Abstractly composed photo of the blue-painted walls and ceiling in a dormer bedroom. no objects are visible, only the angles of the blue walls and ceiling intersecting and reflecting light in an ambiguous manner

I Used to Think About This All the Time

Published 2008-06-18
This is one of my favorite blog posts

The fetus grows toward soulhood. It began in the land of the unliving, of elements, of formless matter and energy. It was not one thing, it was many things. It had no spirit and no soul.

The fetus spirit moves into the land of plants and dreams: unconscious, potential, dark and unthinking. It grows larger, it moves, “it” becomes “he,” he flutters, he wiggles, he hiccups. He inverts, his eyes open, he hears murmurs of voices and heartbeats. He wants to be born, he makes himself be born. He comes out of the between-world, the womb, the world of unthinking life of the sea, the world of life between dead things and sentient things. He is coming into our world now, the world of action and form and spirit.

Spirit is the gift of all living things, however low. Spirit is the will to animate, to thrive, to reproduce, to sicken, to die. Spirit is the blessing and curse of life. To be born is to die, and between those two is a constant state of Impermanence.

You cannot remember your birth, you cannot remember your first words, you cannot remember the world of unconnected sensations, of thoughts without forms and structures. My son lives in that world now. The world of insects, of small things that want light, warmth, food, sleep, comfort. Ahead of him is the growth of his soul.
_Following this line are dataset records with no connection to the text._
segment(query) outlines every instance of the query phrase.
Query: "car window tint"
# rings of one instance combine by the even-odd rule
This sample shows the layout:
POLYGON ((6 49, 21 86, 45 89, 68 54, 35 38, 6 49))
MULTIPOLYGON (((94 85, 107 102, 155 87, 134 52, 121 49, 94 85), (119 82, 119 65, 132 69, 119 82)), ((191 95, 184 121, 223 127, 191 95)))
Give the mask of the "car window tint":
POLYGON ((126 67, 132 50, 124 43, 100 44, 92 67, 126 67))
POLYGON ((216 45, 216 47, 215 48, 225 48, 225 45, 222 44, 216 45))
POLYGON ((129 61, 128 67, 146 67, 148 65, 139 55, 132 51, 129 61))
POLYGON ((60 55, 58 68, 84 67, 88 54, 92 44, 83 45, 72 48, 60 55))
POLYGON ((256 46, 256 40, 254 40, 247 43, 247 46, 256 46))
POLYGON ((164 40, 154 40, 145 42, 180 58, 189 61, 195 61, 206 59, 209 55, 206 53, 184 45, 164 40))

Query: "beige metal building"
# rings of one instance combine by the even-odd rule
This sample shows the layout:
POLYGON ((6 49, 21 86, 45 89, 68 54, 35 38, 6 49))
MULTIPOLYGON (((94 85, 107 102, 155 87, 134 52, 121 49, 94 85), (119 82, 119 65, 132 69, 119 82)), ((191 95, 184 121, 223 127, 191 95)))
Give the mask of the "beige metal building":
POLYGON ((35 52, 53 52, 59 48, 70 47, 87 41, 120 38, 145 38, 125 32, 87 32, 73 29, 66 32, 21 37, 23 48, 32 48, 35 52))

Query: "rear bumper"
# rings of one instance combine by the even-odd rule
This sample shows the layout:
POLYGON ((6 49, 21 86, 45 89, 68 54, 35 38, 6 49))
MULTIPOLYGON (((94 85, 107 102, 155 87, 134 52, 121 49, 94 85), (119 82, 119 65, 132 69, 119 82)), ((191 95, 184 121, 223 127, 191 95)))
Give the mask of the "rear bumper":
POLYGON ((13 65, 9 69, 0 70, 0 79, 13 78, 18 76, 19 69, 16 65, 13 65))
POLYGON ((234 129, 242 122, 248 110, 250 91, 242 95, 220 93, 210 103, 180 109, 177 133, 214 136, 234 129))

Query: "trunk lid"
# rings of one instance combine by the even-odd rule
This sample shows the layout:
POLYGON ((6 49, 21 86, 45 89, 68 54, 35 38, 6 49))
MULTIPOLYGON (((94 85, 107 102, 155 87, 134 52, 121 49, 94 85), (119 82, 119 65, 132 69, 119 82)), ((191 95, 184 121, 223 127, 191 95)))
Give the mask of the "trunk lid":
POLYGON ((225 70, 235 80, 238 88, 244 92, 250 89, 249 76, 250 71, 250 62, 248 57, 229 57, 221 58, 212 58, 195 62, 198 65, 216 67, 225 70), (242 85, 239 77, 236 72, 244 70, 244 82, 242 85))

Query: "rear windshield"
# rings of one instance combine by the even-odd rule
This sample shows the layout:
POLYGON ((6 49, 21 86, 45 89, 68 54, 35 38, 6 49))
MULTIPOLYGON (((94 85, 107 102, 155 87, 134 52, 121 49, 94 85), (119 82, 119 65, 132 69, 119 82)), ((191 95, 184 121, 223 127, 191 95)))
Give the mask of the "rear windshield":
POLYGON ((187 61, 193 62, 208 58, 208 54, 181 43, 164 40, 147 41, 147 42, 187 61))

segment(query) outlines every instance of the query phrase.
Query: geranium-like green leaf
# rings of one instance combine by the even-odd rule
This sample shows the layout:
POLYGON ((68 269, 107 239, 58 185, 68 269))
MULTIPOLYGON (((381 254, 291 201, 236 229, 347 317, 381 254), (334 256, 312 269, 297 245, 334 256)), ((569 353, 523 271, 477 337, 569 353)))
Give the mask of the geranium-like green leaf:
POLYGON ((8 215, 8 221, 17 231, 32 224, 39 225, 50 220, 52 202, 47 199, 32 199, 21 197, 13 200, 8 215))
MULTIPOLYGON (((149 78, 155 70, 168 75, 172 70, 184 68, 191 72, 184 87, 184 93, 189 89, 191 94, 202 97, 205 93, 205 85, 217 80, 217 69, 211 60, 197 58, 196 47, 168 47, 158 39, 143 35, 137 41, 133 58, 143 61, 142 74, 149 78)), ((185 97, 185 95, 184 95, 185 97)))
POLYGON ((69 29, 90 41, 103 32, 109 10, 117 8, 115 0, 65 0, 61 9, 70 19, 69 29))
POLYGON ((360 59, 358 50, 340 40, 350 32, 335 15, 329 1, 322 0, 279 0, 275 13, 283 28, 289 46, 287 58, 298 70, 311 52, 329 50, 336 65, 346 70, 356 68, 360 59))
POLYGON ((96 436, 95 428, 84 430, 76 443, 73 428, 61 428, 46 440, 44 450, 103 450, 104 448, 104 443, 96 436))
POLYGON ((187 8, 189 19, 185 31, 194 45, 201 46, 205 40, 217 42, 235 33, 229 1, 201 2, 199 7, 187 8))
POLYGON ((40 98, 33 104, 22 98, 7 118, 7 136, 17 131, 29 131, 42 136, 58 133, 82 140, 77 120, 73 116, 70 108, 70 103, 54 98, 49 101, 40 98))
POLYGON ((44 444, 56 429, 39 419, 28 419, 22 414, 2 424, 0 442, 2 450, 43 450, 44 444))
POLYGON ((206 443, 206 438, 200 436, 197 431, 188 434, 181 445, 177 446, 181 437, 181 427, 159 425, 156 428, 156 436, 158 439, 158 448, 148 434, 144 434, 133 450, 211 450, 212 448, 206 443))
Soul is the gift of sentient beings. We take our souls from God when we structure the world for ourselves, when we say: “here is the boundary between myself and all other things.” To have a soul means to know what it is to be unique, and to know that you will die. This the Fruit of the Tree of Knowledge of Good and Evil; as long as we draw that boundary we eat that fruit.

Some souls are big and some are small. An adult human, armed with words and math and art and religion and science, has a huge soul that can change the rest of the universe. To shoot an arrow is to strike something with an arrow, that is the Law of Consequence, a law of nature like the second law of thermodynamics. To act without consideration of consequence is soulless.

If animals have souls, they are tiny souls with small aspirations and abilities. Right now my dog has a bigger soul than my son, but that situation won’t persist very long. Maybe other animals have souls like humans, animals like dolphins or chimpanzees or parrots. They have to think about souls in their own way, if they can. I think that all humans have a soul, but it wasn’t given to us in any one instant, we stole it in little pieces from God, we are always stealing more of our soul from God. To Live in Grace is to sometimes, voluntarily, give a little of it back.

“God” is the word we use when we try to understand the soul. We have written about God for three thousand years and we talked about God for tens of thousands of years before that. The Old Sage said “don’t confuse the finger pointing at the moon with the moon.” The Prophet said “the human mind cannot comprehend God.” I used to read a lot about God, but you can’t learn to plow by reading books. I think words are suspect. Human beings said every word ever. I think everyone ever, including myself, has misunderstood the nature of God. I think the most definitive thing you can say about God is: if someone tells you about the nature of God, whatever they say is wrong.

Science is a tool for understanding how wrong you are, that’s why science says so little about God.

I call myself a spiritual atheist, does anyone else do this?